Ama, gerçek ortadaydı: Türkler yenilmişlerdi ve hazmedemeyecekleri kayıplara uğramışlardı. İsmail Gaspıralı’nın çocukluğu ve ilk gençlik yılları, işte böyle ağır bir atmosfer içinde geçti. O günlerde halkının ezildiğini, ağır bir kültür empozesi altında olduğunu, dillerinin yok olmaya yüz tuttuğunu görmeye başladı.

GASPIRALI AZ KUNUŞUP ÇOK DİNLERDİ

Türkler ve Müslümanlar aleyhine yazılan yazılardan etkilendi. Böylece kendisinde bir Türklük şuuru uyanmaya başladı. Gaspıralı, kedine parlak bir gelecek hazırlayabilecek bir konumdaydı ama O bunun yerine kendini ilime vermeyi tercih etti. Medrese hücrelerine kapanıp okudu. Kendi deyimiyle "az konuşup çok dinledi" 

İsmail Gaspıralı, 1878 de, henüz 27 yaşındayken Bahçesaray Belediye Başkanı seçildi. O siyasette ilerleyip üst makamlara gelme çabalarına girmeden, Türkçe bir gazete çıkarmak için resmî makamlara başvurdu. Rus Hükümeti, Türkçe gazete müracaatına ret cevabı verdi. Ama O yılmadı, pes etmedi yıllar süren mücadele sonunda 1883 yılında “Tercüman”ı yayımlama müsaadesi verildi. 

İsmail Gaspıralı’nın temel düşüncesi, yalnız Kırım Türklerinin değil bütün Türk dünyasının, hatta Müslüman âleminin uyanıp ayağa kalkması idi. Bunu sağlayıcı neşriyat yapmayı hedef olarak almıştı.

Peki İsmail Gaspıralı, niçin neşriyatı ön planda tutmuştu. Kuru kuruya bir Türkçülük mü yapıyordu.  Hayır. O'na göre kendi dillerinde okumak gerekirdi ama Avrupa’nın ilmini, hüner ve  sanayisini kazanmaları birinci amaç olacaktı. 

Gaspıralı, Türkçenin sadeleşmesini ve bütün Türk illerinin ortak Türkçe ile konuşmasını sağlamak istiyordu. Bunu, ilk önce kendi yazılarında uygulamaya başladı. Yazılarında, Arapça ve Farsçaya fazla yer vermeden, buna karşılık Türk ülkelerinde konuşulan ortak sözleri kullanarak yazmayı tercih etti. 

Peki bugün Türkçeyi ne hale koymuşuz.

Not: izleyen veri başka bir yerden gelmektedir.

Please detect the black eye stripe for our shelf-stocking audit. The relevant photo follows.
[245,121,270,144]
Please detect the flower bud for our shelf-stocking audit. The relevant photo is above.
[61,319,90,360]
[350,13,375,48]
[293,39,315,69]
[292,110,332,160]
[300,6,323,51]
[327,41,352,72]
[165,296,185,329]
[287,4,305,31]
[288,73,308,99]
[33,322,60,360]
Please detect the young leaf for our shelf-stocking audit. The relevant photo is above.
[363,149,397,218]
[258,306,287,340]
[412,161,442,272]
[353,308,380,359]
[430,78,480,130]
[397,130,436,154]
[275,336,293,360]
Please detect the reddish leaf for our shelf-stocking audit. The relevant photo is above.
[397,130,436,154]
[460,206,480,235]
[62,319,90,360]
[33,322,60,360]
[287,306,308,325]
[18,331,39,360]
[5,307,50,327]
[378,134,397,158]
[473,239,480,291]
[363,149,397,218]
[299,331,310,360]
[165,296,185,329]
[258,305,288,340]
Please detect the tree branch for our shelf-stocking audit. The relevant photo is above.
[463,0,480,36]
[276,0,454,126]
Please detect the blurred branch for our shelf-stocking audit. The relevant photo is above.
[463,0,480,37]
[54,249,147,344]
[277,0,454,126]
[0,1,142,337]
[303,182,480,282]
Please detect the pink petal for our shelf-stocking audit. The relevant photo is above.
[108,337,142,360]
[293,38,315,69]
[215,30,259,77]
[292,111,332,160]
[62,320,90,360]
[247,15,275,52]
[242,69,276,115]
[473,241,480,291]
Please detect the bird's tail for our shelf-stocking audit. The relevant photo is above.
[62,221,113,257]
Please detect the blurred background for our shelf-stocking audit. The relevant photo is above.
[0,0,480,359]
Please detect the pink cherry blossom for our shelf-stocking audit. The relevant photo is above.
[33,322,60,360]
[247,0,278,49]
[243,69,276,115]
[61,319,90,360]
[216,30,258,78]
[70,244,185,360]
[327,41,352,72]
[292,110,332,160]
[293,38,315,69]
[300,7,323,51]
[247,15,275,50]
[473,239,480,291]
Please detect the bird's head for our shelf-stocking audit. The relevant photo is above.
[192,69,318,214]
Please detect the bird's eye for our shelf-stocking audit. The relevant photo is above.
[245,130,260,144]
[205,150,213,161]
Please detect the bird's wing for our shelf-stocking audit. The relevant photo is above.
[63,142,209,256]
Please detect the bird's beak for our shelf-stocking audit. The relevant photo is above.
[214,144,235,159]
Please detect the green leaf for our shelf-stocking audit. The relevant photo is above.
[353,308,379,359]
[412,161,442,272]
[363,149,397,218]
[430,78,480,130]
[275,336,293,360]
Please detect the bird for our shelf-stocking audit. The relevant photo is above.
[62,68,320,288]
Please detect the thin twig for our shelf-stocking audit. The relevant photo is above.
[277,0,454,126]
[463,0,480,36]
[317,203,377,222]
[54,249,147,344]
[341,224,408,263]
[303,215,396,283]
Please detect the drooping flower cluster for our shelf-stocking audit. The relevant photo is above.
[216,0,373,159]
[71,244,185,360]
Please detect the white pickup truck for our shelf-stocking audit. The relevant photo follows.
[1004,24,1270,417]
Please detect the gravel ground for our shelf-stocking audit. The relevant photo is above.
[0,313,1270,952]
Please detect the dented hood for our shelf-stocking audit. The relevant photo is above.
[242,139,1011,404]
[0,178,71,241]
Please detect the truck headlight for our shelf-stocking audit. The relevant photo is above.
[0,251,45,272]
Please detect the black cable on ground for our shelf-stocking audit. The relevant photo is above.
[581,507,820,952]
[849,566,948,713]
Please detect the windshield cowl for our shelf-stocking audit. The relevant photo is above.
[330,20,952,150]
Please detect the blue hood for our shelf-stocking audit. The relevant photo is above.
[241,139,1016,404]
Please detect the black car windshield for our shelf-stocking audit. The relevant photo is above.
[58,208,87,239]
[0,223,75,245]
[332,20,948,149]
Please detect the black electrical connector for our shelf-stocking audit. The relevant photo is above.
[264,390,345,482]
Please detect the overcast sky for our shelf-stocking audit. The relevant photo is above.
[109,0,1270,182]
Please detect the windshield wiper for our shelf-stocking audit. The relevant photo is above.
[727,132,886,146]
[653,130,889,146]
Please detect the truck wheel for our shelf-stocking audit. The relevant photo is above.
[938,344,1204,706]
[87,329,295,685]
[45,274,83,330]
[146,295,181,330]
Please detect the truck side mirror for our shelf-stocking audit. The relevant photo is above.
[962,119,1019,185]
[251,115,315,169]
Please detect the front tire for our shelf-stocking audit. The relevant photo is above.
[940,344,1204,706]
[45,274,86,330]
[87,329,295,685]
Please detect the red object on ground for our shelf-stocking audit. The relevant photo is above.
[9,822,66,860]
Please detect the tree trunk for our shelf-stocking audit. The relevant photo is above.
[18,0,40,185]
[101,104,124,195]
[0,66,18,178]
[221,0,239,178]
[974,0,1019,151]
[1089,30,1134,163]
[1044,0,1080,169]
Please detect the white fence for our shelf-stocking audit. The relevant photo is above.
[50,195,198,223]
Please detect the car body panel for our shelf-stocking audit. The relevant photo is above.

Bir yazar yazılarında ne kadar çok anlaşılmayan, ithal kelime kullanabiliyorsa iyi yazar, konuşan ne kadar yabancı kelime kullanabiliyorsa bilgili, aydın sayılmaya başlandı. 

Sağcı yazarlar Arapça veya Osmanlıca kelimeler, solcu yazarlar batı dillerinden kelimeler seçerek makalelerini yazmakta, bunu marifet bilmektedirler. Gaspıralı, 20. yüzyılın başından itibaren, görüşlerini dört kelimelik bir sloganla ifade etmeye başlamıştır: “Dilde, fikirde, işde birlik“. 

Yani sadece tek bir dil kullanmakla kaymayacağız. Aynı duygularla hareket etmeli, ticaretimizde bile birlik içerisinde olmamız gerektiğini söylüyor İsmail Gaspıralı…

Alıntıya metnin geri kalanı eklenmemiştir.